Top right corner of the breadboard is 9V power
Top left corner goes to paintball gun power
Bottom right corner is the trigger connection.

// constants won't change. They're used here to
// set pin numbers:
const int button1 = 1; // pin number of button number one.
const int button2 = 2; // pin number of button number two.
const int button3 = 3; // pin number of button number three.
const int button4 = 4; // pin number of button number four.
const int fet1 = 5; // pin number if the N-Channel MOSFET

// variables will change:
int BS1 = HIGH; // variables for reading the pushbutton status
int BS2 = HIGH; // initial state set as HIGH
int BS3 = HIGH;
int BS4 = HIGH;

void setup() {
// initialize the FET pin as an output:
pinMode(fet1, OUTPUT);
// initialize the pushbutton pin as an input:
pinMode(button1, INPUT);
digitalWrite(button1, HIGH);
pinMode(button2, INPUT);
digitalWrite(button2, HIGH);
pinMode(button3, INPUT);
digitalWrite(button3, HIGH);
pinMode(button4, INPUT);
digitalWrite(button4, HIGH);
}

void loop(){
// read the state of the pushbutton value:

// push button sequence
//if button 1 pressed and it was HIGH before...
if (digitalRead(button1) == LOW && BS1 == HIGH) {
// turn MOSFET on:
digitalWrite(fet1, HIGH);
//wait 10 ms
delay(10);
//turn MOSFET off
digitalWrite(fet1, LOW);
}
// set BS1 to the current state
BS1 = digitalRead(button1);

// push button sequence
//if button 1 pressed and it was HIGH before...
if (digitalRead(button2) == LOW && BS2 == HIGH) {
// turn MOSFET on:
digitalWrite(fet1, HIGH);
//wait 10 ms
delay(10);
//turn MOSFET off
digitalWrite(fet1, LOW);
}
// set BS1 to the current state
BS2 = digitalRead(button2);

// push button sequence
//if button 1 pressed and it was HIGH before...
if (digitalRead(button3) == LOW && BS3 == HIGH) {
// turn MOSFET on:
digitalWrite(fet1, HIGH);
//wait 10 ms
delay(10);
//turn MOSFET off
digitalWrite(fet1, LOW);
}
// set BS1 to the current state
BS3 = digitalRead(button3);

// push button sequence
//if button 1 pressed and it was HIGH before...
if (digitalRead(button4) == LOW && BS4 == HIGH) {
// turn MOSFET on:
digitalWrite(fet1, HIGH);
//wait 10 ms
delay(10);
//turn MOSFET off
digitalWrite(fet1, LOW);
}
// set BS1 to the current state
BS4 = digitalRead(button4);
}

Well, your buttons are OK but your power wiring is goofed. Where you have your 9V and gun power connected on the same rail it looks like a loop. There's no power at all even touching the mosfet drain or source or the trigger switch.

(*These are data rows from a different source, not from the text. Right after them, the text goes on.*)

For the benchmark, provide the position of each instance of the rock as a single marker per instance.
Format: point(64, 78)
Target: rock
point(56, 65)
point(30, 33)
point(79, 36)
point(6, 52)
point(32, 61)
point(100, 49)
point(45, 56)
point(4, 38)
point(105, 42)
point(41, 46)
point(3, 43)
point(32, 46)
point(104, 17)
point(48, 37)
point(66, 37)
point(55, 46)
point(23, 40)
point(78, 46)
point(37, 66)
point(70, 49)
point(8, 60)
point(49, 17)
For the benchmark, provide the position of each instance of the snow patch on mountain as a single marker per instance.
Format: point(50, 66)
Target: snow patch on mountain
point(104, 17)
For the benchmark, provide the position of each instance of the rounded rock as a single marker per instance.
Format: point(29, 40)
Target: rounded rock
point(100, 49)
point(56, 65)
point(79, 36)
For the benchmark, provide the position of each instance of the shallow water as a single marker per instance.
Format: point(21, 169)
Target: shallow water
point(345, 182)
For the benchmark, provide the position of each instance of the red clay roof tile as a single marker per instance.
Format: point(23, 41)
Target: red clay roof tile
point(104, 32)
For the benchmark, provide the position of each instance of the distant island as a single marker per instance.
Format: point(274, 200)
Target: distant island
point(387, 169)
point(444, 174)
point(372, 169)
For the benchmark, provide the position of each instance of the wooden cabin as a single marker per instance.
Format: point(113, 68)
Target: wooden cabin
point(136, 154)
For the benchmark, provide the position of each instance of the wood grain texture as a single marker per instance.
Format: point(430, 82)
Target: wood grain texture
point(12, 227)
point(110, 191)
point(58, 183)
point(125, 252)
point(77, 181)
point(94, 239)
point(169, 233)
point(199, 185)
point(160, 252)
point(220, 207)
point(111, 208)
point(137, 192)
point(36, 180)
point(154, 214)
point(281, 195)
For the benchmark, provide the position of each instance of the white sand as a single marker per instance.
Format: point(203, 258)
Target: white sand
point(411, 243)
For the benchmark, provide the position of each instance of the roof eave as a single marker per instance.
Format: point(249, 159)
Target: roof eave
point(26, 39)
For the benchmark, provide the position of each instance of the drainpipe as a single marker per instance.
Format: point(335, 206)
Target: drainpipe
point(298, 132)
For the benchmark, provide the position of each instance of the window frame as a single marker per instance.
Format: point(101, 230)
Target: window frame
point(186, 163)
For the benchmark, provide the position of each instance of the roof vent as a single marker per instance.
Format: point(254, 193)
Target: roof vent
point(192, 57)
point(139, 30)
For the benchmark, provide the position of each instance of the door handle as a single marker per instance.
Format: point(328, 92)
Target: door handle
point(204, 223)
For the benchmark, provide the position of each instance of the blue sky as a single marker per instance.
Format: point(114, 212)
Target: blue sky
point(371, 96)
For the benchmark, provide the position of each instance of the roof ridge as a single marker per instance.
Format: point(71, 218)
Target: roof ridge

Refresher course: http://bildr.org/2012/03/rfp30n06le-arduino/

I'm not really clear on how the switch works on your paintball gun. Is it basically gun power positive -> trigger (first pole) -> trigger (second pole, when depressed) -> gun power negative? In other words when you pull the trigger it energizes some kind of solenoid that stays energized until you release it? Or, similarly, the trigger clicks somewhere in the middle of the pull to temporarily energize the solenoid?